The last legal shipment of ivory from Africa to China and Japan was approved of in 2008, and sent in 2009. CITES decided that no further exports would occur until a Decision-Making-Mechanism (DMM) was designed and approved of. This was supposed to take 8-9 years. It still hasn’t been approved. To some extent this stymied the proposal of Tanzania at the Bangkok CITES meeting to get approval to put their stockpile on the market.
The quantity of ivory imported by China and Japan, has had to be rationed out over a decade. This has greatly hindered the supply-side effect of this on the black-market. If you’re only putting in 4-5 tons of legal ivory a year, you’re a minor and small player now. The illegal market is much larger. We have some 30-40 tons of raw ivory being seized annually now, and a lot more must be getting through.

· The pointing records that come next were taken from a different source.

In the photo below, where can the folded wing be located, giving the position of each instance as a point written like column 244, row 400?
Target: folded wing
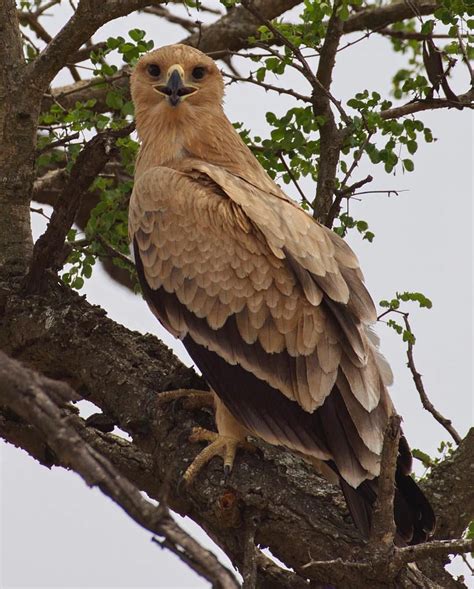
column 271, row 306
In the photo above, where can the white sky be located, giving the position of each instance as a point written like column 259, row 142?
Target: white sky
column 56, row 532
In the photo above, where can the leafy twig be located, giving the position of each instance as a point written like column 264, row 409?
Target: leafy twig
column 427, row 404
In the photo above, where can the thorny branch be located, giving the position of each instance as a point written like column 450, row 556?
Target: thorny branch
column 417, row 378
column 425, row 401
column 48, row 250
column 42, row 403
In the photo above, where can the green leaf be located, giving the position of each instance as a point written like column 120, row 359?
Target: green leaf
column 136, row 34
column 423, row 457
column 409, row 165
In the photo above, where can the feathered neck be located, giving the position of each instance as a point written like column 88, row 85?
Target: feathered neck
column 169, row 136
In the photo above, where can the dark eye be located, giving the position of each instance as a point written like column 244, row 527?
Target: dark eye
column 153, row 70
column 198, row 73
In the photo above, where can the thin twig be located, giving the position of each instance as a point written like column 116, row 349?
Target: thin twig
column 293, row 179
column 427, row 404
column 47, row 253
column 308, row 72
column 467, row 61
column 57, row 143
column 464, row 101
column 347, row 192
column 250, row 79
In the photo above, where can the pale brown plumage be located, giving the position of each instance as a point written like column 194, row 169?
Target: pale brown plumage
column 263, row 297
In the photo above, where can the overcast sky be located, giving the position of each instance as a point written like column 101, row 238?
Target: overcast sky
column 56, row 532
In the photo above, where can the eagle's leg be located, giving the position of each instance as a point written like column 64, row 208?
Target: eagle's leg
column 231, row 436
column 192, row 398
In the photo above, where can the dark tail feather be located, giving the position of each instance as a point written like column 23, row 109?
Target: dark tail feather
column 414, row 516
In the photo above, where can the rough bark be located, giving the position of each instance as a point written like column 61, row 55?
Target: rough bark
column 66, row 338
column 19, row 109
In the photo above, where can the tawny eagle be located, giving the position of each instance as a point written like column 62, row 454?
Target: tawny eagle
column 270, row 304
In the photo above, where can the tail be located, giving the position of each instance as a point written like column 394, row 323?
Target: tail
column 413, row 514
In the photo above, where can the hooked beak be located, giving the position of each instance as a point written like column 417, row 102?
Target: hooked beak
column 174, row 88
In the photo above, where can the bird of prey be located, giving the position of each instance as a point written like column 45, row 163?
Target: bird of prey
column 270, row 304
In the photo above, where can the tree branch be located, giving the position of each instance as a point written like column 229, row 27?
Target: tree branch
column 425, row 401
column 40, row 402
column 61, row 332
column 48, row 250
column 382, row 16
column 383, row 524
column 464, row 101
column 89, row 16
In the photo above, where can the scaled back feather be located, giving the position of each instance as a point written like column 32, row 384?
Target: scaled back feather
column 270, row 304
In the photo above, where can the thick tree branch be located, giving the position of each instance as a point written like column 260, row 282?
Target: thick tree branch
column 61, row 332
column 41, row 402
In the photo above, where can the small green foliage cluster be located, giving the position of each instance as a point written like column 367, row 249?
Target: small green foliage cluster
column 108, row 220
column 393, row 305
column 451, row 18
column 400, row 136
column 347, row 222
column 445, row 450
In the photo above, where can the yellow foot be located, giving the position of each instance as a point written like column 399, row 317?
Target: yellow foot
column 192, row 399
column 223, row 446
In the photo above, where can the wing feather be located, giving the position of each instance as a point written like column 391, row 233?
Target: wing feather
column 260, row 284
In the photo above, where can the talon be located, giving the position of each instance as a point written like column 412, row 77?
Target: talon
column 223, row 446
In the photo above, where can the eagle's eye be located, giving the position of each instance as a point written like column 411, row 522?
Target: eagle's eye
column 154, row 70
column 198, row 72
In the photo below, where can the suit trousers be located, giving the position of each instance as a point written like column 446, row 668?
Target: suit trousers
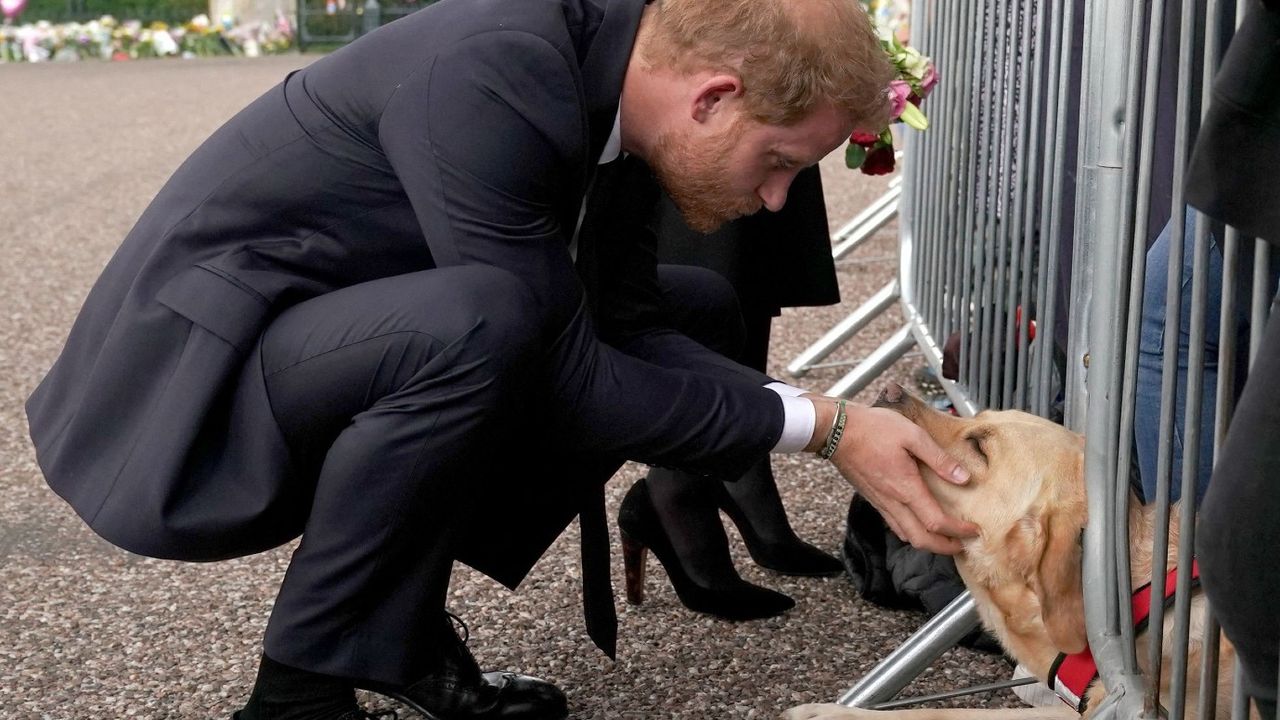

So this comes back to can we reduce demand for ivory? This after all was what the 1989 CITES decision to list African elephants on Appendix I was supposed to do. It’s what ivory-destruction- going back to Kenya’s burn of 12 tons in 1989- was supposed to do. And in some markets- notably the US and Europe, demand for ivory has fallen.
Is it going to work in China? Demand for ivory has fallen in Japan. In Japan demand for ivory was driven by a name-seal or hanko. This was given to young people upon maturity and was used for signing documents and other financial instruments. Demand has fallen because with an aging population, there’s less of that demographic. It’s also fallen because of financial-innovations. With a lot more transactions occurring electronically, hankos have less demand.
In China the main demographic is getting larger and growing wealthier. There’s also a much broader range of products sold in China. The cultural element is also much more significant than the US or Europe. Ivory has been a highly valued product in China for centuries. If demand for ivory is going to fall in China, it’ll likely do so slowly and over a great many years.
Figure 1: Ivory Carving (about 1 m long)
I don’t see that the blanket ‘kill-demand’ approach is going to work here. So if we’re going to try demand reduction, then I think we need to be a bit more strategic. What I think we need as the first step, is shifting demand out of the illegal-market into the legal. The reasons are as follows.
- The legal market is dominated by a small number of producers with market-power. They already use that to reduce demand- by pushing prices higher. High prices are a good way to reduce demand, and these guys are doing it. So you’d end up with less ivory sold than now, at higher prices.
- It doesn’t fight centuries of cultural tradition. Education campaigns have been ongoing in China since 1996. I think we have to recognise that this is not the USA. Ivory carvings are in some ways, like whale-bone carvings in NZ. There’s a cultural component that isn’t going to disappear because people from other cultures don’t approve.
- It saves face for the Chinese. State policy in China is to nurture an ivory-carving industry to preserve an artisanal tradition. This support the legal, kill the illegal, gives the Chinese a palatable compromise solution.
- It sustains a reason for enforcement. The political reality in China is the guys that manage the legal ivory trade, aren’t the guys that do the enforcement. There’s about three agencies involved (Police, Customs, SFA). Policing the illegal market depends on incentives. There’s not a lot of evidence that the police care a great deal about the sale of illegal ivory. The fate of Africa’s elephant populations isn’t something they find gripping. Enforcement happens because there are political reasons for doing so, and part of that political-aspect is the existence of the legal market. If there is no legal market to try to protect or perpetuate, it’s hard seeing who is left with a strong inventive to combat the illegal.